Zorbanın Budalası
Başlık:
Zorbanın Budalası
Kaynak:
Ulus, "Günün Işığında" No 13191, s. 1
Tarih:
1960-04-22
Lokasyon:
Atatürk Kitaplığı
Metin:
GÜNÜN IŞIĞINDA
Zorbanın budalası
Bülent ECEVİT
Zaman zaman her toplumda, birkaç zorbanın «asarız» larına, «keseriz» lerine kanıp her şeyi bitmiş sananlar, o birkaç zorbanın emir ve iradesi dışında hiç bir şey yapılamaz, hiç bir şey yazılamaz, hiç bir şey söylenemez sananlar çıkar. Eğer bir toplum bir süre için gerçekten birkaç zorbanın iradesi dışında hiç bir şey yapılamaz, söylenemez, yazılamaz hâle gelirse, bunun asıl sorumluları zorbalar değil, o zorbaların emir ve iradeleri dışına çıkılamıyacağını sananlardır.

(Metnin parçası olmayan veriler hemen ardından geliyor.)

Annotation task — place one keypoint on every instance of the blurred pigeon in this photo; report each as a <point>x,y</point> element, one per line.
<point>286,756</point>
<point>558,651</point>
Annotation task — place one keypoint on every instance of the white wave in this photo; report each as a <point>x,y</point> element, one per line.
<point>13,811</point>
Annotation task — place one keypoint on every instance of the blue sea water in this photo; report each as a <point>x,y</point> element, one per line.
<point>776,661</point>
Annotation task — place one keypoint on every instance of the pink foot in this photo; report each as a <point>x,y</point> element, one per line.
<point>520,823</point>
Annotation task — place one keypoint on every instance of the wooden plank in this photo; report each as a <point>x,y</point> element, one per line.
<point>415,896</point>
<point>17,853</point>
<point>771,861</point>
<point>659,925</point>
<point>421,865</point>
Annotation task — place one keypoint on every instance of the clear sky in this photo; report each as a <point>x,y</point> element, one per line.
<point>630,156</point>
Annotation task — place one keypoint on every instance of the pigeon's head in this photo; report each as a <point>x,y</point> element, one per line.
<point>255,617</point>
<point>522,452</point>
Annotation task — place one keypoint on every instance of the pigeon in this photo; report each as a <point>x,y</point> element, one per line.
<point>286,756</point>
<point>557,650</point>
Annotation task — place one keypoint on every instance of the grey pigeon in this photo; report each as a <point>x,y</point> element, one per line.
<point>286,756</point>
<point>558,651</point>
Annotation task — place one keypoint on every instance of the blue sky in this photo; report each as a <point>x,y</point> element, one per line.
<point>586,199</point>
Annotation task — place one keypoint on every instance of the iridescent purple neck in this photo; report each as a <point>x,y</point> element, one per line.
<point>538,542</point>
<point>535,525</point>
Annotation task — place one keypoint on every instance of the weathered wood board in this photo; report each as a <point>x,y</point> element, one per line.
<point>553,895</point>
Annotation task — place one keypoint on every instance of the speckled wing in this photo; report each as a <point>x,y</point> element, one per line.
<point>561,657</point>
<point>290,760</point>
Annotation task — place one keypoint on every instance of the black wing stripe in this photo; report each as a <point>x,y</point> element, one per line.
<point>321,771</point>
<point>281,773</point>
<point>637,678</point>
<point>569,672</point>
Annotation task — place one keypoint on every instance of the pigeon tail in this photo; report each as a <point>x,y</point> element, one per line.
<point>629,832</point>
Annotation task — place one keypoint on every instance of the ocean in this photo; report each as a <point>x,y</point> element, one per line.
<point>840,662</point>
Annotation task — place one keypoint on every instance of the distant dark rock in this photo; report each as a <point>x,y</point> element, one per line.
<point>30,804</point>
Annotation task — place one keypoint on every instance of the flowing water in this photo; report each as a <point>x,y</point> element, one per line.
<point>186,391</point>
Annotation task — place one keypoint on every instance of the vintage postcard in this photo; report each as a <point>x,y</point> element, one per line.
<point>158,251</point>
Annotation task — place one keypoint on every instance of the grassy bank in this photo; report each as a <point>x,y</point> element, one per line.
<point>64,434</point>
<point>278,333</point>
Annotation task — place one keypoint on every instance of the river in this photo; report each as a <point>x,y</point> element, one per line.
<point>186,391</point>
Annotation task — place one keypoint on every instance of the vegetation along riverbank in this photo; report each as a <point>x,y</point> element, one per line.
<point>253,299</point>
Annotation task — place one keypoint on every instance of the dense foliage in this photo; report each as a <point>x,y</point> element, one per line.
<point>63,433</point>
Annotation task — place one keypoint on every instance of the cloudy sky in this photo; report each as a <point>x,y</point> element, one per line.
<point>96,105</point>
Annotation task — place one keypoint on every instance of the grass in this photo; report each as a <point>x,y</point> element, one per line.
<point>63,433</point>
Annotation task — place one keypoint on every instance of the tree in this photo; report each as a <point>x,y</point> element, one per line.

Zorbayı, böyle bir sanıya kapılanlar yaratır. Zorbayı korku yaratır. Fakat bir an gelir - o an mutlaka gelir - birkaç, hattâ bir tek korkusuz adam, devrilmez sanılan zorbaları bir itişte devirir. Çünkü zorbanın bütün hesabı korku üzerinedir. Korkusuzluğa karşı hiç bir silâhı, hiç bir tertibi yoktur.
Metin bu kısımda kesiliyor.